New malware dubbed LillyJade threats multiple browser systems

The Javascript framework Crossrider uses a unified application programming interface (API) for the three major browsers: Microsoft Internet Explorer, Google Chrome, and Mozilla Firefox. The API was originally intended to help developers produce code which will run on different browsers and, by operation, differing operating systems. The Crossrider framework is still in beta form and is slated to add Safari support soon. Unfortunately, its ability to work on all browsers and OSes has proved too tempting to cyber criminals. Malware authors have created code that exploits Crossrider to enable a click-fraud worm to propagate through Facebook. According to antivirus software developer Kaspersky Lab’s security researchers, this is a very rare instance of malware being written for cross platform browser plugins.

The malware, dubbed LillyJade, is currently being peddled on underground hacker forums for $1,000 USD. The malware’s author says that it can infect not just Windows machines but also Mac and Linux systems since it does not contain executable files. Antivirus programs are designed to look for executables. The malware’s goal is to spoof clicks on ads at Facebook, Google, AOL, Bing/MSN, Youtube, and Yahoo. When users infected by the malware view pages that have ads from these networks, the cyber criminal who implanted the malware earns affiliate program income.

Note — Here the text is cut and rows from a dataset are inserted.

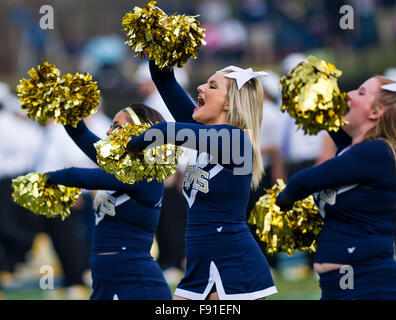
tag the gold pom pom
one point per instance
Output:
(310, 94)
(155, 163)
(32, 193)
(67, 99)
(81, 96)
(286, 231)
(167, 40)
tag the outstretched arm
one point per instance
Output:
(97, 179)
(176, 99)
(84, 139)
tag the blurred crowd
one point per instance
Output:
(252, 33)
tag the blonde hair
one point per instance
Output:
(385, 128)
(246, 112)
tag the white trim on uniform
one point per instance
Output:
(214, 278)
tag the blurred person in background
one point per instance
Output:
(226, 36)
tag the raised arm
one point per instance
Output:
(97, 179)
(364, 163)
(176, 99)
(84, 139)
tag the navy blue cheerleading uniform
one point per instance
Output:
(356, 196)
(220, 251)
(126, 217)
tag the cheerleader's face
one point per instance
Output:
(119, 120)
(362, 115)
(212, 101)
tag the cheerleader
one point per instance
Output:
(126, 217)
(223, 259)
(356, 196)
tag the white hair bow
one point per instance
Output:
(389, 87)
(242, 75)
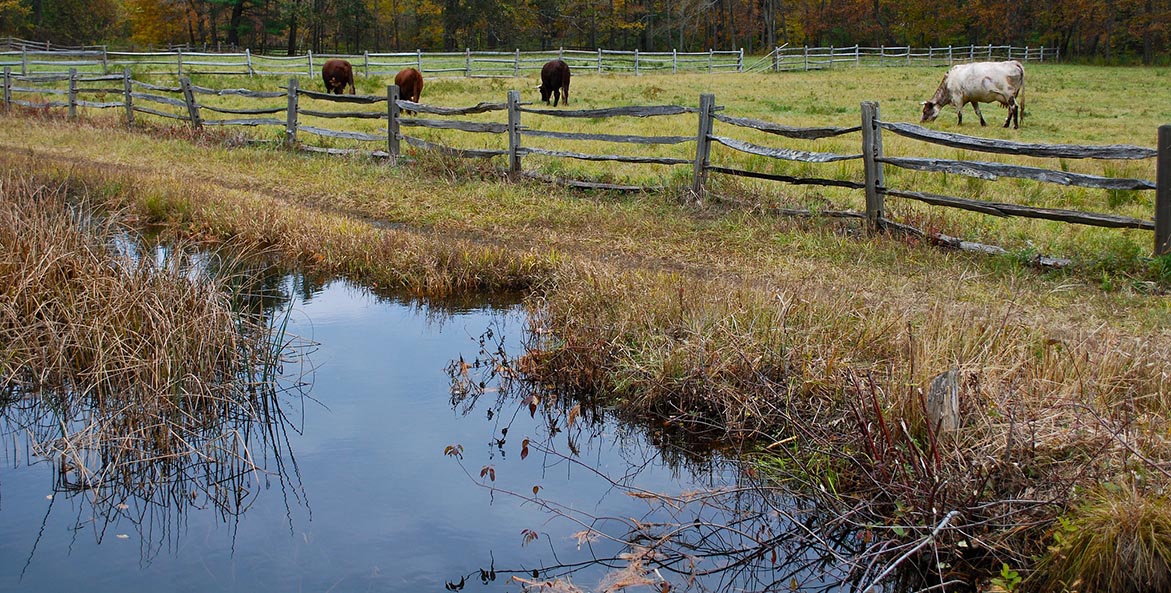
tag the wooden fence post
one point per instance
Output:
(1163, 193)
(290, 121)
(703, 145)
(7, 88)
(514, 134)
(871, 151)
(73, 94)
(392, 123)
(127, 95)
(189, 97)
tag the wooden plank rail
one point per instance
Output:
(1002, 147)
(992, 171)
(1001, 209)
(614, 111)
(609, 137)
(785, 130)
(342, 99)
(783, 154)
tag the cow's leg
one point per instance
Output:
(976, 107)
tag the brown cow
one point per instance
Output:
(410, 84)
(555, 81)
(337, 74)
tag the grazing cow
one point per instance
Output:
(980, 82)
(337, 74)
(410, 84)
(555, 81)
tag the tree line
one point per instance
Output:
(1103, 29)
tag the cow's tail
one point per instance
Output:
(1020, 99)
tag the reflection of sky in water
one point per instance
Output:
(387, 510)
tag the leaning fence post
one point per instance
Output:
(703, 145)
(73, 94)
(871, 154)
(290, 121)
(128, 95)
(392, 123)
(514, 134)
(189, 97)
(7, 88)
(1163, 193)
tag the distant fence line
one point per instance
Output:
(190, 109)
(42, 59)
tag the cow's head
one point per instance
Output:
(930, 111)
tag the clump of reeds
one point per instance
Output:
(139, 376)
(1118, 539)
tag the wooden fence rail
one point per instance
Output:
(186, 107)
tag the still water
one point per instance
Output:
(364, 497)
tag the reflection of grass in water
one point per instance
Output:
(143, 380)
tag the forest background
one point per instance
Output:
(1098, 31)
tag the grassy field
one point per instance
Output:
(768, 328)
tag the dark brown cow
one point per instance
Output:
(410, 84)
(555, 81)
(337, 74)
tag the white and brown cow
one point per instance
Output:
(980, 82)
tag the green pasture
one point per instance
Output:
(1063, 104)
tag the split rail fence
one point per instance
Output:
(184, 106)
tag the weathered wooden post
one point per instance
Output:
(1163, 193)
(189, 97)
(514, 134)
(871, 151)
(943, 402)
(703, 145)
(128, 95)
(290, 120)
(7, 88)
(392, 123)
(73, 94)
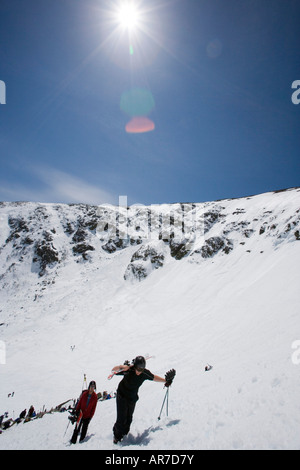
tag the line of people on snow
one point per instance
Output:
(25, 416)
(82, 411)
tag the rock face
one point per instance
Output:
(40, 239)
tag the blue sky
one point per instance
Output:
(218, 71)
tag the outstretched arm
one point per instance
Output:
(157, 378)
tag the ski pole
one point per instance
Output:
(67, 428)
(166, 396)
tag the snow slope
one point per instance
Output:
(232, 302)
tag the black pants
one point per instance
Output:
(125, 409)
(83, 425)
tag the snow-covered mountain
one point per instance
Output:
(84, 288)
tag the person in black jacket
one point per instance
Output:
(127, 393)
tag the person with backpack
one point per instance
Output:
(84, 411)
(127, 393)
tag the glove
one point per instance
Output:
(169, 377)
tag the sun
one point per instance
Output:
(128, 15)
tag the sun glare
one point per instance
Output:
(128, 15)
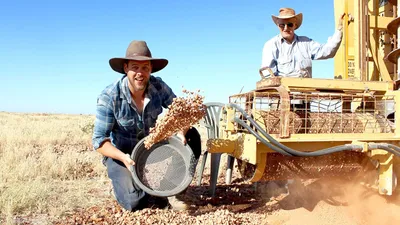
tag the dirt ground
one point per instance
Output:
(50, 175)
(311, 202)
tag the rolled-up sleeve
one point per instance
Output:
(167, 94)
(327, 50)
(268, 57)
(104, 122)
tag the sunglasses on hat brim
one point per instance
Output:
(282, 25)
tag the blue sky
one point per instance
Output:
(54, 54)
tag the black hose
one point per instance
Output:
(385, 147)
(299, 153)
(263, 132)
(265, 142)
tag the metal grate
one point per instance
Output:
(317, 113)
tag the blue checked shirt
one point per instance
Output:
(294, 60)
(117, 118)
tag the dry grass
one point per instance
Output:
(47, 165)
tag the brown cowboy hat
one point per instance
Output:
(138, 50)
(288, 13)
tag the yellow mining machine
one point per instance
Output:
(288, 128)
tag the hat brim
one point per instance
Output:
(117, 64)
(299, 19)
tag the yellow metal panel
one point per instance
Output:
(335, 84)
(385, 160)
(339, 137)
(379, 22)
(378, 59)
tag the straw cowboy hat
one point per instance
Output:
(288, 13)
(138, 50)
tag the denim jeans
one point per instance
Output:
(127, 193)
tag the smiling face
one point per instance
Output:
(287, 27)
(138, 73)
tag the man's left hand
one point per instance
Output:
(340, 23)
(181, 136)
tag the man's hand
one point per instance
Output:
(181, 136)
(128, 162)
(340, 23)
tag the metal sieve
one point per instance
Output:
(166, 169)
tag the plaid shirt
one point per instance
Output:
(117, 118)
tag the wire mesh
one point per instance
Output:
(319, 112)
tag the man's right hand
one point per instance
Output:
(340, 22)
(128, 162)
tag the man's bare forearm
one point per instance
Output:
(108, 150)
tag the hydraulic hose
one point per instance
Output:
(258, 136)
(386, 147)
(298, 153)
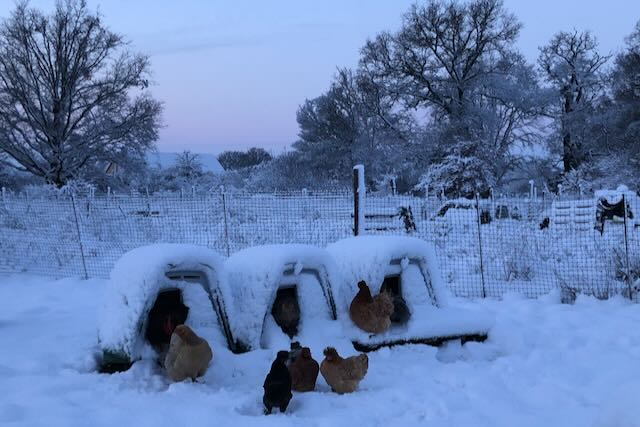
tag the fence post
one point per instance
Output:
(75, 214)
(226, 224)
(626, 245)
(358, 200)
(484, 293)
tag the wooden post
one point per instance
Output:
(626, 246)
(479, 218)
(226, 225)
(358, 200)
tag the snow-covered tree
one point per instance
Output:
(234, 160)
(71, 93)
(351, 123)
(574, 68)
(455, 63)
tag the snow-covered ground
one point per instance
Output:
(545, 364)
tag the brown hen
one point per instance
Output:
(304, 371)
(188, 355)
(371, 314)
(343, 375)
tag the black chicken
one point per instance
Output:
(277, 385)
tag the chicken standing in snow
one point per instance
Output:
(343, 375)
(371, 314)
(296, 348)
(188, 356)
(304, 371)
(277, 385)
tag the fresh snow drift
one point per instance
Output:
(544, 364)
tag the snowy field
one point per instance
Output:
(545, 364)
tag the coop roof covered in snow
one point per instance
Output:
(134, 284)
(368, 258)
(164, 160)
(254, 275)
(615, 196)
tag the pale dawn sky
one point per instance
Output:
(232, 73)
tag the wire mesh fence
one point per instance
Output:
(485, 247)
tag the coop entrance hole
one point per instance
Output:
(401, 313)
(286, 310)
(168, 311)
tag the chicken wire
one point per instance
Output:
(484, 247)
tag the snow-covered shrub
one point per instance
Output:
(518, 260)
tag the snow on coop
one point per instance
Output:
(408, 267)
(280, 292)
(154, 288)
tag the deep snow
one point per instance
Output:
(545, 364)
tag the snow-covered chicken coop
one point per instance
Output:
(407, 267)
(152, 289)
(280, 292)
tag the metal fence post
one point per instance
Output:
(484, 293)
(626, 245)
(75, 214)
(358, 200)
(226, 224)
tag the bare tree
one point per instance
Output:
(455, 62)
(71, 94)
(573, 66)
(442, 52)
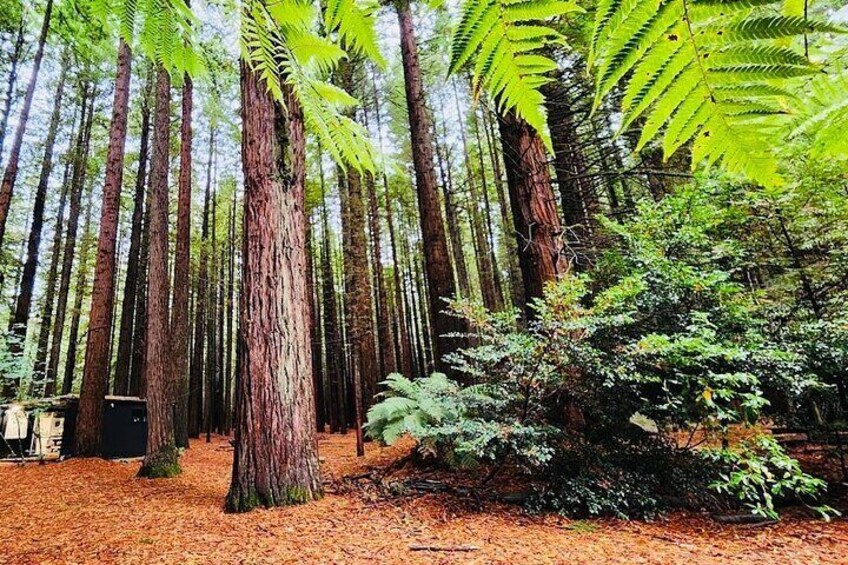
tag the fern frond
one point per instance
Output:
(704, 72)
(355, 24)
(505, 38)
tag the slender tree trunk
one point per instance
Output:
(436, 258)
(14, 61)
(228, 373)
(53, 274)
(95, 382)
(533, 206)
(314, 332)
(276, 457)
(180, 313)
(452, 215)
(161, 459)
(485, 268)
(196, 404)
(507, 226)
(332, 337)
(129, 324)
(80, 289)
(10, 176)
(20, 320)
(78, 179)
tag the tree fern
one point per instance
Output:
(823, 117)
(280, 42)
(710, 72)
(503, 40)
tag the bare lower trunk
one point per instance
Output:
(129, 324)
(7, 185)
(436, 258)
(161, 459)
(533, 206)
(20, 319)
(180, 313)
(77, 182)
(95, 382)
(276, 458)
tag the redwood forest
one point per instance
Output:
(448, 281)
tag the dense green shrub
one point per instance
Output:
(663, 336)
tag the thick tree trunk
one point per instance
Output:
(7, 186)
(14, 62)
(180, 314)
(78, 179)
(20, 319)
(577, 191)
(276, 457)
(197, 370)
(161, 459)
(533, 206)
(436, 258)
(129, 324)
(95, 382)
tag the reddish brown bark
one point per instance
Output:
(161, 459)
(20, 319)
(129, 324)
(534, 213)
(7, 186)
(197, 369)
(436, 258)
(77, 182)
(179, 315)
(14, 62)
(95, 382)
(276, 457)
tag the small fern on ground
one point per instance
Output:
(502, 42)
(710, 72)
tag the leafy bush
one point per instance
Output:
(759, 472)
(662, 337)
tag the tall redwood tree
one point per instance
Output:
(276, 456)
(95, 381)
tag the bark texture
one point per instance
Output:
(276, 457)
(7, 185)
(534, 212)
(436, 258)
(180, 312)
(95, 382)
(161, 459)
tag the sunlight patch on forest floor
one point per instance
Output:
(97, 511)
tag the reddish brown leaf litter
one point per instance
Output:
(94, 511)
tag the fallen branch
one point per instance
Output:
(448, 548)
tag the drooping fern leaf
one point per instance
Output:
(279, 41)
(823, 117)
(709, 72)
(503, 41)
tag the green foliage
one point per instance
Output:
(279, 41)
(711, 72)
(504, 41)
(759, 472)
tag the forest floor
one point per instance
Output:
(85, 511)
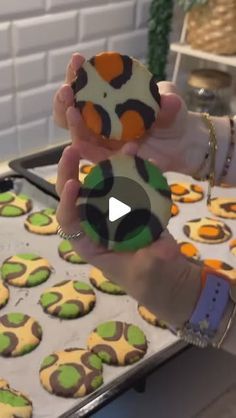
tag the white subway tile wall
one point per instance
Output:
(37, 38)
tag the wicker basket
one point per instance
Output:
(212, 27)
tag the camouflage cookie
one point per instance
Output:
(222, 267)
(19, 334)
(223, 207)
(174, 210)
(13, 404)
(118, 343)
(71, 373)
(207, 230)
(99, 281)
(25, 270)
(150, 317)
(189, 250)
(66, 251)
(4, 294)
(12, 205)
(232, 246)
(69, 299)
(186, 192)
(43, 222)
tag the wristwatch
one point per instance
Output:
(218, 297)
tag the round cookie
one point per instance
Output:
(174, 210)
(99, 281)
(118, 343)
(4, 294)
(12, 205)
(189, 250)
(142, 187)
(117, 96)
(14, 404)
(67, 253)
(186, 192)
(42, 222)
(25, 270)
(207, 230)
(71, 373)
(149, 317)
(19, 334)
(223, 207)
(232, 246)
(222, 267)
(68, 300)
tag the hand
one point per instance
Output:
(170, 143)
(157, 276)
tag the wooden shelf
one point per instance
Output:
(185, 49)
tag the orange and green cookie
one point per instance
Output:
(4, 294)
(19, 334)
(189, 250)
(223, 207)
(42, 222)
(149, 317)
(222, 267)
(117, 96)
(118, 343)
(68, 300)
(12, 205)
(72, 373)
(13, 404)
(207, 230)
(99, 281)
(66, 251)
(232, 246)
(25, 270)
(186, 192)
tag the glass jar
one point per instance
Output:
(209, 91)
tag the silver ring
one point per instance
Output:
(63, 235)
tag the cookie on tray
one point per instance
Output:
(12, 205)
(207, 230)
(68, 300)
(72, 373)
(14, 404)
(19, 334)
(118, 343)
(67, 253)
(42, 222)
(25, 270)
(99, 281)
(186, 192)
(117, 96)
(223, 207)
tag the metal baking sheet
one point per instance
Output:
(22, 372)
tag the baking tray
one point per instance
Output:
(22, 372)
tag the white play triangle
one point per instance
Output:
(117, 209)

The malware spreads by piggybacking on infected browsers’ open Facebook sessions. It uses Facebook to churn out spam messages using the browser operators’ facebook accounts. The spam contain links to attack sites which use the Nuclear Pack exploit. Exploit kits like Nuclear Pack scan the attack site visitors’ computers for vulnerabilities. The most susceptible are users with unpatched or non-updated browser plug-ins like Adobe Reader, Flash Player, and Java. If the exploit kit detects an unpatched computer, it loads it with malware.